This red train caboose was made from a milk carton as a Boy Scout craft project, probably in Ashton in the 1950s. The donor, Eugenie Riggs, had four sons born between 1934 and 1946; the family moved from D.C. to Chevy Chase in 1936, and then in 1945 to Ashton, where she and her husband restored the historic house “Cherry Grove” (c.1773) on New Hampshire Avenue.
The body of the car is a wax-coated paper milk carton from the Lucerne dairy products line of the Safeway grocery stores. Safeway, a western U.S. chain, had established its east coast presence by purchasing grocery chains in Maryland, D.C., and Virginia in 1928.

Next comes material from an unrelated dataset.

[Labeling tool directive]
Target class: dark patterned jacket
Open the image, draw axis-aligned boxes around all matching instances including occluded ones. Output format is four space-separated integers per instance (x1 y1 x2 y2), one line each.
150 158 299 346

Wooden-spool wheels on dowel axles are attached with heavy wire to the unpainted underside of the milk carton. The ladders, roof, and cupola are made of cardboard. It is painted in the red color often used for cabooses and marked “B-O” for the Baltimore & Ohio Railroad, the nation’s first common-carrier. The B&O’s initial lines from Baltimore had skirted Montgomery County - on the north to the Potomac (1832) and on the east to Washington (1834); but it became the county’s railroad in 1873 when the “Metropolitan Branch” was opened, running diagonally northwest across the county from Washington to Point of Rocks.